Barry Dixon: I love family rooms because they’re actually the room we spend the most time in. Therefore it’s pretty important that we get this room right, as opposed to a spare bedroom, let’s say, which is maybe used thirteen times a year. The master bedroom is also important, but we’re asleep in there most of the time. A full eighty percent of our waking time in the home is usually spent in the family room or kitchen. We always focus on these rooms for families that hire us because we want them to experience the most positive results possible from our design work.

Conscious Connection: Great! So what are some tips for designing a family room?

Barry Dixon: The idea behind a family room is to hospitably welcome a group of people. So you want to have something in there for everyone. You want a balance, from my perspective, of both masculine and feminine attributes and effects– because you will have men and women there. You also want things that are large and small because you will have children there and potentially people like myself who are 6’ 4”! Although the room should speak to your personality, physically it needs something for everyone. It’s not like your master bedroom which you are only in; so you have to hit all those marks.

And I love the tension of opposites. So bringing that masculine and playing it against feminine. Bringing that big and playing it against the small. Bringing the smooth and playing it against texture. Bringing the lofty museum quality pieces and playing them against the common, simple, everyday things that are less expensive. This helps to relax the tension of expense in a room and make it more accessible to everyone.

I also like the mix of old and new. Antiques are forever green in that we’re repurposing them. You don’t cut down a new tree to use an old piece of furniture. Plus they bring the magic of their history with them. They take the showroom quality out of any room because they’ve been touched by generations and lived lives before they came here. So they bring all of their own history and romance into the room — and that ignites another spark of relation, romance and hospitality that comes along with it. I love employing all these things and using one with purpose juxtaposed against the other.

Creating Sustainable Homes with Conscious Design

Conscious Connection: Tell me more about how you’ve designed your own home and property using this earth conscious design philosophy.

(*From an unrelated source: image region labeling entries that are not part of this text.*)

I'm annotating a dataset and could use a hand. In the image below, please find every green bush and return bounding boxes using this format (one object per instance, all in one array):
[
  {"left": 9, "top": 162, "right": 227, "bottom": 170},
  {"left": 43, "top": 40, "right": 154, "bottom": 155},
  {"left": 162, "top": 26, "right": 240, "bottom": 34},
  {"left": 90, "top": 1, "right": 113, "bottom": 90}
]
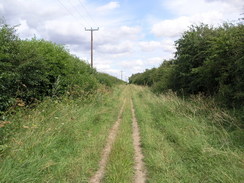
[{"left": 0, "top": 21, "right": 120, "bottom": 111}]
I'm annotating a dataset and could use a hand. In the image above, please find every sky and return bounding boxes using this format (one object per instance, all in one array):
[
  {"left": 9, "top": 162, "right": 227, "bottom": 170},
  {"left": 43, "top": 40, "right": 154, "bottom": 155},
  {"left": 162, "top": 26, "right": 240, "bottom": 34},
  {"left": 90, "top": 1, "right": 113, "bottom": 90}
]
[{"left": 0, "top": 0, "right": 244, "bottom": 81}]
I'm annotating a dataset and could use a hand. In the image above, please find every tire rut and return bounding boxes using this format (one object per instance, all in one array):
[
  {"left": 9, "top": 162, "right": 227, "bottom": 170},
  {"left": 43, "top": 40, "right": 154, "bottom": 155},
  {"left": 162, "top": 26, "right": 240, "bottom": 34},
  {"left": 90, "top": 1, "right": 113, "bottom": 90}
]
[
  {"left": 130, "top": 99, "right": 146, "bottom": 183},
  {"left": 89, "top": 100, "right": 125, "bottom": 183}
]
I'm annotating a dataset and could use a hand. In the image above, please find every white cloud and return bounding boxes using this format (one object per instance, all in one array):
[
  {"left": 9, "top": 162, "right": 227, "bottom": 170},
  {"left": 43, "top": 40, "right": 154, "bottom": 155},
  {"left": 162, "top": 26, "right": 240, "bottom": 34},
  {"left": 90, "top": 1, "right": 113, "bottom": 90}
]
[
  {"left": 152, "top": 16, "right": 191, "bottom": 37},
  {"left": 139, "top": 41, "right": 162, "bottom": 52},
  {"left": 97, "top": 41, "right": 133, "bottom": 54},
  {"left": 120, "top": 26, "right": 141, "bottom": 35},
  {"left": 147, "top": 57, "right": 163, "bottom": 65},
  {"left": 97, "top": 1, "right": 120, "bottom": 12},
  {"left": 151, "top": 0, "right": 243, "bottom": 38}
]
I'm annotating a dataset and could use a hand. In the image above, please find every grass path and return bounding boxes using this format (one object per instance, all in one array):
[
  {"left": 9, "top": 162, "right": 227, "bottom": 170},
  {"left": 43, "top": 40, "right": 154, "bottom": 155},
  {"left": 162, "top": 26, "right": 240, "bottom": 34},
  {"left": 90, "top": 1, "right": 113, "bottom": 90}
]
[
  {"left": 0, "top": 85, "right": 244, "bottom": 183},
  {"left": 130, "top": 99, "right": 146, "bottom": 183},
  {"left": 90, "top": 101, "right": 125, "bottom": 183}
]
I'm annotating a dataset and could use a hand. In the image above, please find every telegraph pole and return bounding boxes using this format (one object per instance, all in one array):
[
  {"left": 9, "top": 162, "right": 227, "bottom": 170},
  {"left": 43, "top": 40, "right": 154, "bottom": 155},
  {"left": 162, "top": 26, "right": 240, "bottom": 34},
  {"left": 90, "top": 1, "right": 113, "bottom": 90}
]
[
  {"left": 120, "top": 71, "right": 123, "bottom": 80},
  {"left": 85, "top": 27, "right": 99, "bottom": 68}
]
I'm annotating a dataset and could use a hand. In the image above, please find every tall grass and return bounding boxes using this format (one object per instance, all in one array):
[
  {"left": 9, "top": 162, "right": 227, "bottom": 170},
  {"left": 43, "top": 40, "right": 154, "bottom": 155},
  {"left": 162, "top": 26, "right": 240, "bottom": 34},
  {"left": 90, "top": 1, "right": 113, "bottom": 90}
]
[
  {"left": 103, "top": 96, "right": 134, "bottom": 183},
  {"left": 0, "top": 85, "right": 125, "bottom": 183},
  {"left": 132, "top": 87, "right": 244, "bottom": 183}
]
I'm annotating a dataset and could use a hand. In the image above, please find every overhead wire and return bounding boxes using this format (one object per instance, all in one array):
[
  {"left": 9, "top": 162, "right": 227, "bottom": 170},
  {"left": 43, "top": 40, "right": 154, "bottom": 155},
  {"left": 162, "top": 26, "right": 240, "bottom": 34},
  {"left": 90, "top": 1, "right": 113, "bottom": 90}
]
[
  {"left": 78, "top": 0, "right": 98, "bottom": 25},
  {"left": 68, "top": 0, "right": 91, "bottom": 27},
  {"left": 57, "top": 0, "right": 84, "bottom": 27}
]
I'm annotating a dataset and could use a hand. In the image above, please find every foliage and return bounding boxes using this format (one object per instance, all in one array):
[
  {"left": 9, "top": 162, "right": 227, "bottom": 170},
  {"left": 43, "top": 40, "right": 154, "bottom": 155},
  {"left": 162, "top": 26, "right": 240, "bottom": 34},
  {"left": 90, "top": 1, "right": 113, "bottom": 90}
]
[
  {"left": 0, "top": 21, "right": 120, "bottom": 112},
  {"left": 129, "top": 23, "right": 244, "bottom": 107},
  {"left": 131, "top": 86, "right": 244, "bottom": 183}
]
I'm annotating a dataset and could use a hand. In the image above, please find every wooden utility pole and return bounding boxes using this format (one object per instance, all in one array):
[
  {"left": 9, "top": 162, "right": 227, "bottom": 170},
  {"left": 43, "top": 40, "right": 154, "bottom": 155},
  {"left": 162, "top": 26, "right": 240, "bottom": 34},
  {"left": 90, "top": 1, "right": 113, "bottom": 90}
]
[
  {"left": 85, "top": 27, "right": 99, "bottom": 68},
  {"left": 120, "top": 71, "right": 123, "bottom": 80}
]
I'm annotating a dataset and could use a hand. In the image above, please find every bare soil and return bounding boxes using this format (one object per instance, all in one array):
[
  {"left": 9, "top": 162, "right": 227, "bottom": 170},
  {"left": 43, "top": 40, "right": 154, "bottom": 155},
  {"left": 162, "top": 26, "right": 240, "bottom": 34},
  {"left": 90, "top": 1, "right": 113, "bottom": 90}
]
[
  {"left": 131, "top": 100, "right": 146, "bottom": 183},
  {"left": 90, "top": 101, "right": 125, "bottom": 183}
]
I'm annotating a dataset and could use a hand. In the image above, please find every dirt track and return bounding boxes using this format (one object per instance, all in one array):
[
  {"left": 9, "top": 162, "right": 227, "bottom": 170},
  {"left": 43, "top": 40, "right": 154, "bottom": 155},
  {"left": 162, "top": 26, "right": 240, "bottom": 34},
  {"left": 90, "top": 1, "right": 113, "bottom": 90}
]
[{"left": 89, "top": 99, "right": 146, "bottom": 183}]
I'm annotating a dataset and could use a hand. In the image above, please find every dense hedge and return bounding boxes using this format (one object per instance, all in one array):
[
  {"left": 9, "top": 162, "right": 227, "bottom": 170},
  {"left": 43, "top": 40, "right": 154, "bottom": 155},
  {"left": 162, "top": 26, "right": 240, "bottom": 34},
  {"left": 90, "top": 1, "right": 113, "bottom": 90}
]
[
  {"left": 129, "top": 24, "right": 244, "bottom": 106},
  {"left": 0, "top": 21, "right": 121, "bottom": 111}
]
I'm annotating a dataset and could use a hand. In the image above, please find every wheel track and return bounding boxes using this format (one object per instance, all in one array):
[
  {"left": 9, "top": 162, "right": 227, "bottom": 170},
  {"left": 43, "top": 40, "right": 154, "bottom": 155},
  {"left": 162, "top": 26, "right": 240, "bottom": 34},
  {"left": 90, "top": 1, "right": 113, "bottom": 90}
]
[
  {"left": 130, "top": 99, "right": 146, "bottom": 183},
  {"left": 89, "top": 100, "right": 125, "bottom": 183}
]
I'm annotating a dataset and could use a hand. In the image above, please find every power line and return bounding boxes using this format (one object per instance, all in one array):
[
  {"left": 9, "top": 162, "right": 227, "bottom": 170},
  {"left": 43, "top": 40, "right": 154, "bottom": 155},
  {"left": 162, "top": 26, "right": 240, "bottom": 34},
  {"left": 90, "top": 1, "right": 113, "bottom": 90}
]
[
  {"left": 57, "top": 0, "right": 80, "bottom": 20},
  {"left": 78, "top": 0, "right": 97, "bottom": 24},
  {"left": 85, "top": 27, "right": 99, "bottom": 68},
  {"left": 68, "top": 0, "right": 91, "bottom": 27}
]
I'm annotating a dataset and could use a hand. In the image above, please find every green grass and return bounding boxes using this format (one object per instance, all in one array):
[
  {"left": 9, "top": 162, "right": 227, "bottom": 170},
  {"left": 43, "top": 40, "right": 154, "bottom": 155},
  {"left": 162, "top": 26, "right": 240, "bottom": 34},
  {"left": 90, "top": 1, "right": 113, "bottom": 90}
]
[
  {"left": 0, "top": 85, "right": 125, "bottom": 183},
  {"left": 103, "top": 96, "right": 134, "bottom": 183},
  {"left": 0, "top": 86, "right": 244, "bottom": 183},
  {"left": 132, "top": 86, "right": 244, "bottom": 183}
]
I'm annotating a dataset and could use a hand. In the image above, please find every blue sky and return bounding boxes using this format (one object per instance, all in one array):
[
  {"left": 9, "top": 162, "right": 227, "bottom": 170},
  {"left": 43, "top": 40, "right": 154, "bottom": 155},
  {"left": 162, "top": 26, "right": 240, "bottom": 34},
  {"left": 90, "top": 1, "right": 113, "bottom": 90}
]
[{"left": 0, "top": 0, "right": 244, "bottom": 80}]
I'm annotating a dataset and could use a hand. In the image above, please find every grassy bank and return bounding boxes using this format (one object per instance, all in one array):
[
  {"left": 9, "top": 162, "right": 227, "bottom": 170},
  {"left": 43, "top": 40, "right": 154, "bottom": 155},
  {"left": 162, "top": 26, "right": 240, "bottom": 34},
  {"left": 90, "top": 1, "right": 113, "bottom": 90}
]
[
  {"left": 131, "top": 86, "right": 244, "bottom": 183},
  {"left": 0, "top": 85, "right": 125, "bottom": 183}
]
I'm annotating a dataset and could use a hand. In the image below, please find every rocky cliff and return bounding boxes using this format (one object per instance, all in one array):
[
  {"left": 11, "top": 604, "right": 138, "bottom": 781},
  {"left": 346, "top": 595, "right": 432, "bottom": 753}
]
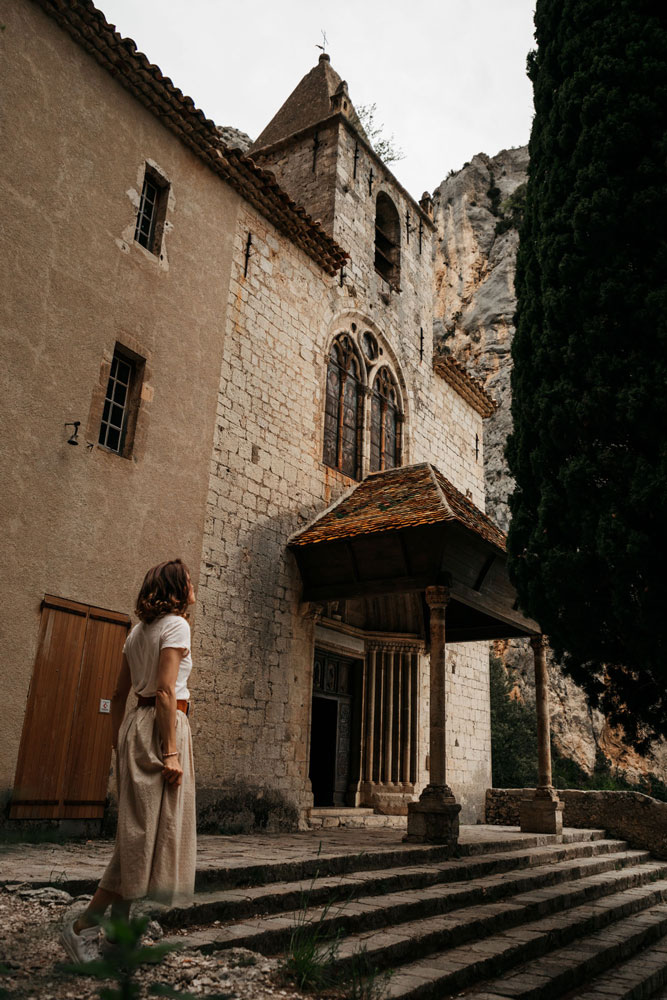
[{"left": 433, "top": 147, "right": 667, "bottom": 780}]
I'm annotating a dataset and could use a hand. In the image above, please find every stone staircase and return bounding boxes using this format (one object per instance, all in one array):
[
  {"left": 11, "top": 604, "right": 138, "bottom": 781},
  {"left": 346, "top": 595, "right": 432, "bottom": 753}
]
[{"left": 156, "top": 830, "right": 667, "bottom": 1000}]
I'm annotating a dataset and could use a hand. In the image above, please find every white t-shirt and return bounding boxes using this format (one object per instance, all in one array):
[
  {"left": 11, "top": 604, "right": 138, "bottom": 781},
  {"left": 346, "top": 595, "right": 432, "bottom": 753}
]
[{"left": 123, "top": 615, "right": 192, "bottom": 701}]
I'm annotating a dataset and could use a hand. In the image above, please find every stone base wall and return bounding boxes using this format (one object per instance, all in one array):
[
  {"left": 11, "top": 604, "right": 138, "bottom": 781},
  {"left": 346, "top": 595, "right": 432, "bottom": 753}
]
[{"left": 486, "top": 788, "right": 667, "bottom": 858}]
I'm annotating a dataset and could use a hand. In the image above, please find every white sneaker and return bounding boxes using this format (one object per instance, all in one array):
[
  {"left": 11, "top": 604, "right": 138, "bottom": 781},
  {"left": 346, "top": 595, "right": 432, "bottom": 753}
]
[{"left": 60, "top": 920, "right": 100, "bottom": 962}]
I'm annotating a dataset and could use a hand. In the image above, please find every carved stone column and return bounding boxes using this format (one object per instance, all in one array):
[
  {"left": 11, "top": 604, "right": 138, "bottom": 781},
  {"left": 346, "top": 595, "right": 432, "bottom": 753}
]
[
  {"left": 520, "top": 635, "right": 563, "bottom": 834},
  {"left": 404, "top": 587, "right": 461, "bottom": 849}
]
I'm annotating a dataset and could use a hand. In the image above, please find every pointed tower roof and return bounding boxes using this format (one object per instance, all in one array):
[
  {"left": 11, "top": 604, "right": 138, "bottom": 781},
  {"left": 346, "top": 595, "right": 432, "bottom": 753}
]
[{"left": 251, "top": 52, "right": 368, "bottom": 152}]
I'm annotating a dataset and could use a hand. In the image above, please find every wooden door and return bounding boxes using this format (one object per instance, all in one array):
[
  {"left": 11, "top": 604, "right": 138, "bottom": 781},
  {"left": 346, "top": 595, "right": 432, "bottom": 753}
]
[{"left": 10, "top": 596, "right": 130, "bottom": 819}]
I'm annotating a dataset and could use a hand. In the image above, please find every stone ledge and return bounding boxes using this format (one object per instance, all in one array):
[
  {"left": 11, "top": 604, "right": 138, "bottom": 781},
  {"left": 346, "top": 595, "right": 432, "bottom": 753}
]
[{"left": 486, "top": 788, "right": 667, "bottom": 858}]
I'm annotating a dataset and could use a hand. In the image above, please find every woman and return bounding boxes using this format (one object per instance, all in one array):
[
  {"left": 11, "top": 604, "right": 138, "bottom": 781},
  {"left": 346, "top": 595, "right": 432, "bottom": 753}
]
[{"left": 61, "top": 559, "right": 196, "bottom": 962}]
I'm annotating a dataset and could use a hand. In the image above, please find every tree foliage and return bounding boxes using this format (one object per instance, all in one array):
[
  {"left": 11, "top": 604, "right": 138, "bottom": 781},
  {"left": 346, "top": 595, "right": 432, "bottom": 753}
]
[
  {"left": 356, "top": 104, "right": 405, "bottom": 163},
  {"left": 507, "top": 0, "right": 667, "bottom": 747},
  {"left": 489, "top": 656, "right": 537, "bottom": 788}
]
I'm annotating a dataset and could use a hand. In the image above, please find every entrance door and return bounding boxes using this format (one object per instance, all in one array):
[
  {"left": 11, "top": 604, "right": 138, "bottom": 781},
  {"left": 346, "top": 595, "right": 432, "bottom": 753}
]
[
  {"left": 310, "top": 650, "right": 358, "bottom": 806},
  {"left": 10, "top": 596, "right": 130, "bottom": 819}
]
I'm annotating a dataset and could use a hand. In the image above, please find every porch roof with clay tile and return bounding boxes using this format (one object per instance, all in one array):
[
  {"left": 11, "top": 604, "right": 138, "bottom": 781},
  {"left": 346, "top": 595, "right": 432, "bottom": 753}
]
[{"left": 288, "top": 463, "right": 540, "bottom": 642}]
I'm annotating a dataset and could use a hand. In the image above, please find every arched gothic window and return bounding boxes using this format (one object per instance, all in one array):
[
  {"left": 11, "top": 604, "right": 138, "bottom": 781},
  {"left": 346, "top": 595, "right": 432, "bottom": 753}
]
[
  {"left": 375, "top": 191, "right": 401, "bottom": 288},
  {"left": 370, "top": 368, "right": 402, "bottom": 472},
  {"left": 323, "top": 334, "right": 362, "bottom": 479}
]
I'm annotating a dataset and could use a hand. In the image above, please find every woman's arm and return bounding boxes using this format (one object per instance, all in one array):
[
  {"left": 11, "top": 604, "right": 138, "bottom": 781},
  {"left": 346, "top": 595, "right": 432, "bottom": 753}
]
[
  {"left": 155, "top": 646, "right": 187, "bottom": 785},
  {"left": 111, "top": 653, "right": 132, "bottom": 750}
]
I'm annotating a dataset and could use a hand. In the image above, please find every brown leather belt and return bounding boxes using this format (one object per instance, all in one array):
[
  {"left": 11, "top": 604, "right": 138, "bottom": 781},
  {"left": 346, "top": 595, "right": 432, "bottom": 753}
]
[{"left": 137, "top": 694, "right": 190, "bottom": 715}]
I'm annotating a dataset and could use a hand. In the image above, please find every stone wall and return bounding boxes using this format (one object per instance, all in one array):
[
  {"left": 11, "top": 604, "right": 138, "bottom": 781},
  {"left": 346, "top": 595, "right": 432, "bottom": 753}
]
[
  {"left": 486, "top": 788, "right": 667, "bottom": 858},
  {"left": 196, "top": 126, "right": 490, "bottom": 821},
  {"left": 256, "top": 123, "right": 344, "bottom": 233}
]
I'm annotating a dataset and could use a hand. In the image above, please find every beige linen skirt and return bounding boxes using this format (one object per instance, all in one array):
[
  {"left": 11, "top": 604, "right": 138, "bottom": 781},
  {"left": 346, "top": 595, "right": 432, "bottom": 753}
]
[{"left": 100, "top": 705, "right": 197, "bottom": 903}]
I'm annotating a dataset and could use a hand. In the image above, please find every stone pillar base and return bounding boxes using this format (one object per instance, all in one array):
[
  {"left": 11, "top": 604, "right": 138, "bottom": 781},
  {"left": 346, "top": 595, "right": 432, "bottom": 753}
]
[
  {"left": 403, "top": 788, "right": 461, "bottom": 852},
  {"left": 519, "top": 788, "right": 563, "bottom": 834}
]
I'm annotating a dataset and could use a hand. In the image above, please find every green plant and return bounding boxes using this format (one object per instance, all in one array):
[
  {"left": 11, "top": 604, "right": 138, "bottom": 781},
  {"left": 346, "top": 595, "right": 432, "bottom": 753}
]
[
  {"left": 65, "top": 917, "right": 176, "bottom": 1000},
  {"left": 506, "top": 0, "right": 667, "bottom": 750},
  {"left": 284, "top": 872, "right": 340, "bottom": 990},
  {"left": 357, "top": 104, "right": 405, "bottom": 163},
  {"left": 490, "top": 656, "right": 537, "bottom": 788}
]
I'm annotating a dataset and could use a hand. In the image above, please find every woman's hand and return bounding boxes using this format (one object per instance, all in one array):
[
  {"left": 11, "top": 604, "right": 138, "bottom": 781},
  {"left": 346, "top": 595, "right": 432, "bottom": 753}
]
[{"left": 162, "top": 754, "right": 183, "bottom": 787}]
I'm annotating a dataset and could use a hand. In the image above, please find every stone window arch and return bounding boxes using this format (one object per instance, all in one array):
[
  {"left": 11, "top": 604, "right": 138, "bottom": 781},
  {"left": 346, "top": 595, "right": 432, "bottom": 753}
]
[
  {"left": 323, "top": 334, "right": 363, "bottom": 479},
  {"left": 370, "top": 366, "right": 403, "bottom": 472},
  {"left": 375, "top": 191, "right": 401, "bottom": 289}
]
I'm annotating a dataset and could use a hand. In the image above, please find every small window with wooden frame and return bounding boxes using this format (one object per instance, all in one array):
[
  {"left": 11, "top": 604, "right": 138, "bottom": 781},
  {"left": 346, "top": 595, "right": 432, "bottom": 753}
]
[
  {"left": 375, "top": 191, "right": 401, "bottom": 291},
  {"left": 323, "top": 334, "right": 363, "bottom": 479},
  {"left": 97, "top": 344, "right": 146, "bottom": 458},
  {"left": 370, "top": 367, "right": 403, "bottom": 472},
  {"left": 134, "top": 163, "right": 169, "bottom": 257}
]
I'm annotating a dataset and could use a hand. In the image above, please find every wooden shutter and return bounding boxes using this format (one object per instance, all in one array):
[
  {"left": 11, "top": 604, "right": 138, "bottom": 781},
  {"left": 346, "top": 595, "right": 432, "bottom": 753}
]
[{"left": 10, "top": 596, "right": 129, "bottom": 819}]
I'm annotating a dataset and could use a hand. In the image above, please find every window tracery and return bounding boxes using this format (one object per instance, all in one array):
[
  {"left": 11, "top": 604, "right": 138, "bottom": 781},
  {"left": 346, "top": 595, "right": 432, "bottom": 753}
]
[
  {"left": 370, "top": 367, "right": 401, "bottom": 472},
  {"left": 323, "top": 334, "right": 362, "bottom": 479},
  {"left": 323, "top": 323, "right": 403, "bottom": 479}
]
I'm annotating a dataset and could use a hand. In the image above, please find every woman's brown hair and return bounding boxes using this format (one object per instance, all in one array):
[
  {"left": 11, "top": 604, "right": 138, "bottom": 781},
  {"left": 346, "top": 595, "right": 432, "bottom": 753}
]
[{"left": 135, "top": 559, "right": 190, "bottom": 625}]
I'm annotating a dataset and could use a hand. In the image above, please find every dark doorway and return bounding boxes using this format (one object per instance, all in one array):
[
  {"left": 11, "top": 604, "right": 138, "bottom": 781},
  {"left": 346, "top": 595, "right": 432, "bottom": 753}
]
[
  {"left": 310, "top": 697, "right": 338, "bottom": 806},
  {"left": 310, "top": 649, "right": 362, "bottom": 806}
]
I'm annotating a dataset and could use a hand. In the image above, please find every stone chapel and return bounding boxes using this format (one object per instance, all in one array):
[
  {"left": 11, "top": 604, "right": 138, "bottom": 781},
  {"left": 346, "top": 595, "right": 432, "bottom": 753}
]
[{"left": 0, "top": 0, "right": 539, "bottom": 839}]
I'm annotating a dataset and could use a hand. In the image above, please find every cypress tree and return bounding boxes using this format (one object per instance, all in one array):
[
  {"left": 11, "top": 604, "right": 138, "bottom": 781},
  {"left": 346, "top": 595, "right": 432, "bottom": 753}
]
[{"left": 507, "top": 0, "right": 667, "bottom": 747}]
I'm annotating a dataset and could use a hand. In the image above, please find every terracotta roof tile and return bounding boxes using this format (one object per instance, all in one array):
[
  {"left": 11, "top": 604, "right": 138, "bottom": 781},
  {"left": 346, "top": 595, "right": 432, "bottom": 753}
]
[
  {"left": 34, "top": 0, "right": 348, "bottom": 274},
  {"left": 433, "top": 354, "right": 498, "bottom": 417},
  {"left": 289, "top": 463, "right": 505, "bottom": 552}
]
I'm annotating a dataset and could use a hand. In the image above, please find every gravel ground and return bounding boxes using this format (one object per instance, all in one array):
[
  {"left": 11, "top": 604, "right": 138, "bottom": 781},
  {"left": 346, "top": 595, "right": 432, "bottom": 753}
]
[{"left": 0, "top": 885, "right": 313, "bottom": 1000}]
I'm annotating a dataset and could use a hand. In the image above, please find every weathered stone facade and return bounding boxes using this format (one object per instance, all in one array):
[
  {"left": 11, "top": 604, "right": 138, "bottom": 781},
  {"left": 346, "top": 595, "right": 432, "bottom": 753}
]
[
  {"left": 0, "top": 0, "right": 512, "bottom": 828},
  {"left": 485, "top": 788, "right": 667, "bottom": 858},
  {"left": 0, "top": 2, "right": 241, "bottom": 812},
  {"left": 193, "top": 111, "right": 490, "bottom": 819}
]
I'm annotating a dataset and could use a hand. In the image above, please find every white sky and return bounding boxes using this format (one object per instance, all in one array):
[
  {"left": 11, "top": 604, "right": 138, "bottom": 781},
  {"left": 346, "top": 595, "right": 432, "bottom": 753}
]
[{"left": 97, "top": 0, "right": 535, "bottom": 198}]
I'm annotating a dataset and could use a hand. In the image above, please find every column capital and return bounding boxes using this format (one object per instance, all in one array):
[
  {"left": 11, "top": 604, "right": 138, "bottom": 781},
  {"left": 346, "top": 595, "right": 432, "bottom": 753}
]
[
  {"left": 426, "top": 586, "right": 451, "bottom": 611},
  {"left": 301, "top": 601, "right": 325, "bottom": 623}
]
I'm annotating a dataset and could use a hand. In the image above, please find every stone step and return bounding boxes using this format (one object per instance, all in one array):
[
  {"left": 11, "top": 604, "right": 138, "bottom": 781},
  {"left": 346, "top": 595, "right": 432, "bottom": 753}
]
[
  {"left": 160, "top": 840, "right": 627, "bottom": 927},
  {"left": 380, "top": 896, "right": 667, "bottom": 1000},
  {"left": 190, "top": 828, "right": 605, "bottom": 892},
  {"left": 310, "top": 806, "right": 375, "bottom": 819},
  {"left": 568, "top": 938, "right": 667, "bottom": 1000},
  {"left": 460, "top": 904, "right": 667, "bottom": 1000},
  {"left": 164, "top": 852, "right": 667, "bottom": 967},
  {"left": 153, "top": 840, "right": 640, "bottom": 947}
]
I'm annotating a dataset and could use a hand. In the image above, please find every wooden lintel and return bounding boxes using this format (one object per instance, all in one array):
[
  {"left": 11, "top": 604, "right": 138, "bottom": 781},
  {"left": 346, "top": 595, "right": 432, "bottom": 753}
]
[
  {"left": 398, "top": 531, "right": 410, "bottom": 576},
  {"left": 446, "top": 622, "right": 538, "bottom": 643},
  {"left": 472, "top": 552, "right": 496, "bottom": 592},
  {"left": 345, "top": 542, "right": 359, "bottom": 583},
  {"left": 452, "top": 581, "right": 542, "bottom": 635},
  {"left": 301, "top": 576, "right": 433, "bottom": 602}
]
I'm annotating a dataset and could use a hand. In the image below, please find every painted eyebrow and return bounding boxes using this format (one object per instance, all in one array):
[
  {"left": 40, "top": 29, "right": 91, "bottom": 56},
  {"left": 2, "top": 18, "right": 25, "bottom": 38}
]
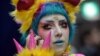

Barry Dixon: I always re-purpose everything I can and use only natural finishes created sustainably within our own factory. In regards to antiques, all these wonderful things were created long before we could put these toxic lacquers on newer furniture, so I use them as much as I can. I’ve also used my property to provide a sanctuary, and welcome local wildlife. I’ve learned all about where the birds and geese are nesting on my property and have found that the more you know, the more you care. And the more you care, the more you’ll do. The circle of life moves in and around us at all times and is crucial for our survival that we become conscious of its presence and rhythm.

Conscious Connection: I couldn’t agree more. Any final advice for our readers?

Barry Dixon: Don’t be afraid of thinking organically. We often think we’re so limited by what’s available out there. The truth is there are so many wonderful new products coming out everyday for staying within this Earth friendly realm and designing beyond any restraints or barriers that we may think are there. If everyone was just 30% more green, all our environmental problems would be solved. We just need to understand that there’s an alternative way to doing things. And that’s what conscious design is all about!